Dubbed the “climate procrastination plan” after Clark released it on a quiet Friday afternoon in August 2016, the revision failed to fully adopt any of the recommendations of the high-powered Climate Leadership Team the premier had appointed to advise her on the plan.
In the lead-up to the announcement, the B.C.-based Dogwood Initiative suggested fossil donations might be behind Clark’s apparent aversion to climate action. Now, the Corporate Mapping Project and DeSmog Canada have co-published a more in-depth analysis of the chain of events.
The province released the 17-member Leadership Team’s recommendation in fall 2015, in time for Clark to “head off to Paris for the December 2015 UN climate talks cloaked in the mantle of climate ‘leadership,’ after four years of near-total inaction by her government,” write analysts Shannon Daub and Zoë Yunker. But “while the Paris talks were under way, the government launched a closed-door, three-month-long process to work jointly with the oil and gas industry to revise and rewrite the Climate Leadership Team recommendations.”
The five rounds of working group sessions covered the carbon tax, methane and fugitive emissions, and electrification.
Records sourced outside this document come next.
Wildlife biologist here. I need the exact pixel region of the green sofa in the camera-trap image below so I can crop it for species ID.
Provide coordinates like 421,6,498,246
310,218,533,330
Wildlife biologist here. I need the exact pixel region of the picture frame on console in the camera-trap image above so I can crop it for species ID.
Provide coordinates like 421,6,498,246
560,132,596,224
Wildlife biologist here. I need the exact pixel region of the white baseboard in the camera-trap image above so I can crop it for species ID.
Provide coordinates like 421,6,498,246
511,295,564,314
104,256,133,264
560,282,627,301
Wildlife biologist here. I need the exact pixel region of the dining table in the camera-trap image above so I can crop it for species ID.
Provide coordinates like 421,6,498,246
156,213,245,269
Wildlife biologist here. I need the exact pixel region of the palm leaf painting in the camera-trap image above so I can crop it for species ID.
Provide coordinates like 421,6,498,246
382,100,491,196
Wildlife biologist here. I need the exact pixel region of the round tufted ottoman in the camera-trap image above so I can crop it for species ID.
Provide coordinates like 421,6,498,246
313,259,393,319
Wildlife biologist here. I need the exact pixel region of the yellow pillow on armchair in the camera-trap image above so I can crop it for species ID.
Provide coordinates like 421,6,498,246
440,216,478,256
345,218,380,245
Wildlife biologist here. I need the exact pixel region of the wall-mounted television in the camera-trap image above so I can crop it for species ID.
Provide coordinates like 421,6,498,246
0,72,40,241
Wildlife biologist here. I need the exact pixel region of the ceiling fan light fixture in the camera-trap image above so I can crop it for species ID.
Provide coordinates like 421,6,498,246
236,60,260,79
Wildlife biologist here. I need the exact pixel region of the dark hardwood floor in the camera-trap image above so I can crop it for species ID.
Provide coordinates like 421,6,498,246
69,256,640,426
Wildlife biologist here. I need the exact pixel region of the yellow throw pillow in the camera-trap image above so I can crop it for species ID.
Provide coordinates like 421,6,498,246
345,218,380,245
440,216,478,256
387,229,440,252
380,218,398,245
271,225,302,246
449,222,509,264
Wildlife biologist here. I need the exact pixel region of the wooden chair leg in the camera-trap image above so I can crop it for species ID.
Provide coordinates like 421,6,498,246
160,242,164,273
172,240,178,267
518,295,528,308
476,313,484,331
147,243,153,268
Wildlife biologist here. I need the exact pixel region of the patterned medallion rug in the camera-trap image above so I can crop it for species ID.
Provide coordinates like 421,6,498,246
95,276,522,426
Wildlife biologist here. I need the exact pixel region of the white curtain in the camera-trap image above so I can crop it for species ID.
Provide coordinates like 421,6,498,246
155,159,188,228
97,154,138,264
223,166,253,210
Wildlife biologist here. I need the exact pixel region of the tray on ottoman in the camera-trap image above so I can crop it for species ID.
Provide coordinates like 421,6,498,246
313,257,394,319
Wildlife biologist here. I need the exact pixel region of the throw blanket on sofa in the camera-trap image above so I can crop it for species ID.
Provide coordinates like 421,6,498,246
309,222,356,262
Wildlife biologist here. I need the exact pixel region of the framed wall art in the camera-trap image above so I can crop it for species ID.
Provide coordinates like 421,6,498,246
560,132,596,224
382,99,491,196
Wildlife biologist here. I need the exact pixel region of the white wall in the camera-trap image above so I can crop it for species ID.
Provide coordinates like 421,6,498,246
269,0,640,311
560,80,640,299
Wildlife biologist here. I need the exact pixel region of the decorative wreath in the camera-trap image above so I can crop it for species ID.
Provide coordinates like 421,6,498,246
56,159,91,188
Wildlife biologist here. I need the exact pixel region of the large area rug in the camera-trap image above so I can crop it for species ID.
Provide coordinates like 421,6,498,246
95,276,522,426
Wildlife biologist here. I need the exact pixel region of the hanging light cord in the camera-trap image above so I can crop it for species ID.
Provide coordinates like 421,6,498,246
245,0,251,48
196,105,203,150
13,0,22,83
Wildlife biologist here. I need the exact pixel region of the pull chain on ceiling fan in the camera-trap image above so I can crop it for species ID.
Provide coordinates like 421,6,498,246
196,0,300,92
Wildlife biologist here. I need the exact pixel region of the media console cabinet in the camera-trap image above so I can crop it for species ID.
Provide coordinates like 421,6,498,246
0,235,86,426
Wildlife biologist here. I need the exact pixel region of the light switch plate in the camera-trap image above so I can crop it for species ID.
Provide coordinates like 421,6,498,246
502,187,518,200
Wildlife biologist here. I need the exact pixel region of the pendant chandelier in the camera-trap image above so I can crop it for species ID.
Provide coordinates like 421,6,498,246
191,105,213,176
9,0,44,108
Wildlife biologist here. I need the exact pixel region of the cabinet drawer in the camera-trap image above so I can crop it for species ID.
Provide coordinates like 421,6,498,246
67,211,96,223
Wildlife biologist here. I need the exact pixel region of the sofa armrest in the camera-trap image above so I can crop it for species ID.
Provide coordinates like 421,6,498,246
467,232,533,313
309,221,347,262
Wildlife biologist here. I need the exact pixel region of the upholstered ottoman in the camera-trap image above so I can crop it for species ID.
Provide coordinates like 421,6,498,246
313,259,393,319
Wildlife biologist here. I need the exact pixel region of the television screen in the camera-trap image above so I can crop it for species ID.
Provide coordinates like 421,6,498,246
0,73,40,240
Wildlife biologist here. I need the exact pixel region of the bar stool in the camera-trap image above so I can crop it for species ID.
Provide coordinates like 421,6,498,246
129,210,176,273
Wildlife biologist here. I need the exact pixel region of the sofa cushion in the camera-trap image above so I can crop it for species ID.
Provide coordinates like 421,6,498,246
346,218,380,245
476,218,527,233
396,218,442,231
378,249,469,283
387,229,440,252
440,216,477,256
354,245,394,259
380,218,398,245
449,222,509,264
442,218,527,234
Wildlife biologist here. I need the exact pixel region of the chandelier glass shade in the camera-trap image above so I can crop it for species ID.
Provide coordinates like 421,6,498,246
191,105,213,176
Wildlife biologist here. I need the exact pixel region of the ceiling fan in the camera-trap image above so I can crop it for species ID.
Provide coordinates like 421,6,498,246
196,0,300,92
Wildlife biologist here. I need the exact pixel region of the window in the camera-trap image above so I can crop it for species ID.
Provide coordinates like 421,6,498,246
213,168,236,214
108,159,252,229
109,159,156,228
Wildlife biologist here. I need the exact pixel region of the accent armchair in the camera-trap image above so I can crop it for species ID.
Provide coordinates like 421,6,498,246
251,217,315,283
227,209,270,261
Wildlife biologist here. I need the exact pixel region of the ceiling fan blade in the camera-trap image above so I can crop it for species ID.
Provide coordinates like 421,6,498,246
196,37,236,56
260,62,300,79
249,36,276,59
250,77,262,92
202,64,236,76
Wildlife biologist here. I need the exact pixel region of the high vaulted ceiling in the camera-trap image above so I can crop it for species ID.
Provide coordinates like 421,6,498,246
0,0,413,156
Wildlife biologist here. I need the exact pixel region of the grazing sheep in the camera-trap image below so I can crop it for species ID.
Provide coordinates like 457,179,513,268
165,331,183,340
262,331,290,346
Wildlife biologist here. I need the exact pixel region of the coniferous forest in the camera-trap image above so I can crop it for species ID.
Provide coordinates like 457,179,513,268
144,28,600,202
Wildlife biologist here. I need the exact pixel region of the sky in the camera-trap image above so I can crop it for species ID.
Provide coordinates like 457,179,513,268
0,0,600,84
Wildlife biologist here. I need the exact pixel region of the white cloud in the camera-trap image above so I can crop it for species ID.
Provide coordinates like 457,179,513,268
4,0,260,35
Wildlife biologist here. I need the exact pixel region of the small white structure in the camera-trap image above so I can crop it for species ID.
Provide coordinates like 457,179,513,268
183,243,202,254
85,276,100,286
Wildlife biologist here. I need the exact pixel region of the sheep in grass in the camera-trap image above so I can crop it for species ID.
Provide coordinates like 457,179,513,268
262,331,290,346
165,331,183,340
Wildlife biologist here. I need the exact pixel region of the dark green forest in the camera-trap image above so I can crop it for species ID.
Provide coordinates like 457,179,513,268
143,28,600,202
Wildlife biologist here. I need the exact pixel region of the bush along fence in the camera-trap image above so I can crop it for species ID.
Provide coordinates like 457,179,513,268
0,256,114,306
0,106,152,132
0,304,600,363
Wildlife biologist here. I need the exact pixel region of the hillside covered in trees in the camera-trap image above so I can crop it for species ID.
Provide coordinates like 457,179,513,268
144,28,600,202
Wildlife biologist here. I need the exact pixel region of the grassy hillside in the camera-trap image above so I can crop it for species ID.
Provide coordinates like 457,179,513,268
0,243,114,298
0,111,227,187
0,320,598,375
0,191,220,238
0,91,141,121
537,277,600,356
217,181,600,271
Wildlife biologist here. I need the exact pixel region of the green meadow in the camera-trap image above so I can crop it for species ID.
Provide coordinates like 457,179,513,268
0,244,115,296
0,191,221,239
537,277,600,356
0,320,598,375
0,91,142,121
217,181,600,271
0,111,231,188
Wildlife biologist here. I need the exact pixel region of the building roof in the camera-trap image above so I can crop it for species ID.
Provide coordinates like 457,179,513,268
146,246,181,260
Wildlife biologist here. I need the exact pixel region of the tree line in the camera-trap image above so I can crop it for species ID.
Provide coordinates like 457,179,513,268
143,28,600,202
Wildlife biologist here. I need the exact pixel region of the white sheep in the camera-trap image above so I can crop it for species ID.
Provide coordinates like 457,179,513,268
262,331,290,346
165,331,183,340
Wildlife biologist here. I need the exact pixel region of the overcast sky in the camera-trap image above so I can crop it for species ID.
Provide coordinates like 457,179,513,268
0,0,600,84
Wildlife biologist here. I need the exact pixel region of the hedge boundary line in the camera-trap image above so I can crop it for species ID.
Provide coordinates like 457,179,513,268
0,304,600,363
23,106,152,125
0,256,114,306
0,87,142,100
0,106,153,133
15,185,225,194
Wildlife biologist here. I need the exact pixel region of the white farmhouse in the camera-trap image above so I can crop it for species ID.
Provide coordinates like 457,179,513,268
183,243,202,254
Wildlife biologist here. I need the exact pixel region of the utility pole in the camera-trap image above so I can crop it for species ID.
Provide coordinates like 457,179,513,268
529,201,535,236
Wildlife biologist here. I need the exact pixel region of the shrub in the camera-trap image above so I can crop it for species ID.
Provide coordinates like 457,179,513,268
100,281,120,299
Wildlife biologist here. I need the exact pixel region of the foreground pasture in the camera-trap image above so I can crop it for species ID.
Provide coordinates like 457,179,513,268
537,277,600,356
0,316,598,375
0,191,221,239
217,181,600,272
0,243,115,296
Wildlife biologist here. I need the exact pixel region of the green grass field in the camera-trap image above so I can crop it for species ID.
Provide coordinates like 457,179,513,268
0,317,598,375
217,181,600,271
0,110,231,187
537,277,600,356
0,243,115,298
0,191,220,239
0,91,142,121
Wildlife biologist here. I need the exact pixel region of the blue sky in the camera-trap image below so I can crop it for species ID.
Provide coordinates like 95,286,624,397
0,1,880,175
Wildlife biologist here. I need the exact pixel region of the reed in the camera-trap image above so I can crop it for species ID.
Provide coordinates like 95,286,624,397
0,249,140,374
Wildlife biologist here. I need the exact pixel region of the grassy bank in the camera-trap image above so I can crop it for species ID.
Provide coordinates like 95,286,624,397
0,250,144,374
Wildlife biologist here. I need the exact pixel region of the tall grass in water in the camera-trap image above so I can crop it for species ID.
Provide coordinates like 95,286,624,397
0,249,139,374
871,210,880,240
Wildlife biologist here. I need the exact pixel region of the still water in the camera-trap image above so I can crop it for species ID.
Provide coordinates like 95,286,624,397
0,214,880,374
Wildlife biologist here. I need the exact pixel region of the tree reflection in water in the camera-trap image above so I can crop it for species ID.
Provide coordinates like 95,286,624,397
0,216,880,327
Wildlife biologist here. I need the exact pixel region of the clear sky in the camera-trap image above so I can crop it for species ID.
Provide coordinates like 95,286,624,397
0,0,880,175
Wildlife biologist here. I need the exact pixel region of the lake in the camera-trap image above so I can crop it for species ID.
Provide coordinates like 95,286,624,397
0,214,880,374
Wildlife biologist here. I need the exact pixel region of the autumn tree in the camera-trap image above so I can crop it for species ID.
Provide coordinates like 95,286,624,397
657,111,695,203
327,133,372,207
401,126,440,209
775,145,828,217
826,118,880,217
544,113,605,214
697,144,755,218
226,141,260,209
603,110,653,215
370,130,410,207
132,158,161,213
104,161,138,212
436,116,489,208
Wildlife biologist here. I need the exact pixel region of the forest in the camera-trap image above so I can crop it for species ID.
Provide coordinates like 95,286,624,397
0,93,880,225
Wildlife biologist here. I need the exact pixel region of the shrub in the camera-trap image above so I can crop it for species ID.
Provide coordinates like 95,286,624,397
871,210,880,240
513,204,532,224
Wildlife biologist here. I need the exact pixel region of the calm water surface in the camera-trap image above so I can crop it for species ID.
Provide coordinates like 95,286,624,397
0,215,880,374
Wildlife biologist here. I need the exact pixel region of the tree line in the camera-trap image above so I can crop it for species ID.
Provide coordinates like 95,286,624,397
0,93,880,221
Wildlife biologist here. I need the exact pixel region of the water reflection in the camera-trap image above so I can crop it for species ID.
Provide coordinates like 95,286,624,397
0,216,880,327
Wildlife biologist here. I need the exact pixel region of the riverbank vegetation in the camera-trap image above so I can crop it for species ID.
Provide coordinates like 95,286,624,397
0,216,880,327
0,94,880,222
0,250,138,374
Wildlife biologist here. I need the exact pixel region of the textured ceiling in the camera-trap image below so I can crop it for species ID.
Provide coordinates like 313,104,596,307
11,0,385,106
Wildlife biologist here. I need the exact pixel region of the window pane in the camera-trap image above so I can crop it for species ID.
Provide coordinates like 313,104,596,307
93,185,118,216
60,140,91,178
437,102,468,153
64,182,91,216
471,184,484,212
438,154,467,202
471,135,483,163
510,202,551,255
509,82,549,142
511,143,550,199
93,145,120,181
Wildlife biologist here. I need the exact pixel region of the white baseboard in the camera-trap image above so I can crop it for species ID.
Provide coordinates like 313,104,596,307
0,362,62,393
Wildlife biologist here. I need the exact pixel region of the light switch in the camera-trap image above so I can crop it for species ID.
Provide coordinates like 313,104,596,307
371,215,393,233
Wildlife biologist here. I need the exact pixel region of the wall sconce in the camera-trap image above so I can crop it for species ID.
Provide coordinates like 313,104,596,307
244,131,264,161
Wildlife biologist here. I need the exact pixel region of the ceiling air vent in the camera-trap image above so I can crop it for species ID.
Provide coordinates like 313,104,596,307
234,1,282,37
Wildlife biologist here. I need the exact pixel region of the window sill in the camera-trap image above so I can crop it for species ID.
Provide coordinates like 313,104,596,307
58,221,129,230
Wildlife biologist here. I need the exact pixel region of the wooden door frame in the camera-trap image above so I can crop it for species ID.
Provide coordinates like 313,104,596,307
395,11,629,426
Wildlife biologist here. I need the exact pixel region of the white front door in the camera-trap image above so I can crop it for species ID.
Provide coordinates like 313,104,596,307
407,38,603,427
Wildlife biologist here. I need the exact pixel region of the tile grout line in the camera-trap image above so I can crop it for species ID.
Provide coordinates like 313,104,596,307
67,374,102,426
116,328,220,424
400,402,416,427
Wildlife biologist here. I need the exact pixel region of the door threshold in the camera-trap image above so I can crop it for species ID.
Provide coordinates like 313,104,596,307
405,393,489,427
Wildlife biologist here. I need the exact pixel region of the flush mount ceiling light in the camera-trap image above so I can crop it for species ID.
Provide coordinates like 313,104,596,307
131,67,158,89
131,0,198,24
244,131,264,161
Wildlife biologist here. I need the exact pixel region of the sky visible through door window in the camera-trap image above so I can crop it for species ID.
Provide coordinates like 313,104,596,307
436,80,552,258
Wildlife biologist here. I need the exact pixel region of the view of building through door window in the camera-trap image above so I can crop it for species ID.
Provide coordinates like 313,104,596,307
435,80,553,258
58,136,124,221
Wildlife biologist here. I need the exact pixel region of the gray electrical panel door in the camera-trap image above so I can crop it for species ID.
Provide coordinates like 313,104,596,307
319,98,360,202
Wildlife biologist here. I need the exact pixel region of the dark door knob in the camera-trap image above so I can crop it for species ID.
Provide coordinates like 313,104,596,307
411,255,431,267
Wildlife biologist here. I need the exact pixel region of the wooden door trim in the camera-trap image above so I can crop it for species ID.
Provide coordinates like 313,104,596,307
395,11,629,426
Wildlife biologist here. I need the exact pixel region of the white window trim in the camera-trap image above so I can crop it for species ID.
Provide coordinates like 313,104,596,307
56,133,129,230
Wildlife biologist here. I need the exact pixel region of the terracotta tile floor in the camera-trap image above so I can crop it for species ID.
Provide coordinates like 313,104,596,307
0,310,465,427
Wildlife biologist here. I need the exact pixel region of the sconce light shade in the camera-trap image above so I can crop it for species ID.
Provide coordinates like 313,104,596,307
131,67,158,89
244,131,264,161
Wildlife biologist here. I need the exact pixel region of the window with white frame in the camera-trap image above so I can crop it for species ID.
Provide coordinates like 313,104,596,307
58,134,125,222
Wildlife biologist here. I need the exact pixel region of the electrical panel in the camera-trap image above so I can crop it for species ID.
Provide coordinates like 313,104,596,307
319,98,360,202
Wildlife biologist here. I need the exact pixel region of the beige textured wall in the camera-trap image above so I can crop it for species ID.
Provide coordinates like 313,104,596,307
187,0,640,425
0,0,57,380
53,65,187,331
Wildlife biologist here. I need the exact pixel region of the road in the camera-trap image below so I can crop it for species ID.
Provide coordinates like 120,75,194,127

Discussions with fossil representatives were led by the province’s natural gas development ministry, “not the Climate Action Secretariat, which coordinated the Climate Leadership Team (and, as far as the public knew, was the lead government agency working on the plan),” the Mapping Project notes. “Notably, most of these B.C. government-organized meetings took place not in B.C., but in Calgary—specifically in the boardroom of the most powerful fossil fuel lobby group in the country,” CAPP.
“It’s shocking,” said climate hawk Tzeporah Berman, a York University adjunct professor and Leadership Team member. “These documents show the Liberal government had allowed the oil and gas industry to control the development of climate policy in our province.”
“The fact that Christy Clark’s government created a climate plan that didn’t adopt even one of the Climate Leadership Team recommendations really says it all,” added Clean Energy Canada Executive Director Merran Smith.
“Of course it’s important for all industries to have the ability to comment on the impact of climate policy,” B.C. Environment Minister George Heyman told National Observer. “But we have to be fair and open and transparent to all people of all sectors,” in a manner that “doesn’t give preference or special access to any group.”
CAPP’s vice president of Western Canada operations, Brad Herald, countered that the organization hadn’t been invited to the original Leadership Team. “We represent the oil and gas sector in Canada and we are more than happy to offer our input in the process,” he said. “We pushed hard and said, ‘Let’s get details on this as quickly as possible.'”
But the Corporate Mapping Project report suggests influence that went far beyond input.
“Most troubling of all is that this was much more than a ‘consultation’ process,” Daub and Yunker report. “The documents obtained make it clear that in fact the process constituted an invitation to the country’s most powerful oil and gas companies to shape both the substance and language of B.C.’s next climate plan.”
In what the analysts call a “stunning example of institutional corruption”, the meetings didn’t even have to be reported under the province’s Lobbyist Registration Act, since they were held at the invitation of public officials. But “no other sector—environmental organizations, First Nations—could even dream of this kind of access.”
The new provincial government in B.C. “has committed to more ambitious climate policies than what the previous Liberal government outlined in its non-plan last year,” Daub and Yunker note. “But with the fossil fuel industry accustomed to putting pen to paper on policy and regulation, a great deal of political will is required to move forward. And that ban on corporate donations to political parties? It can’t come soon enough.”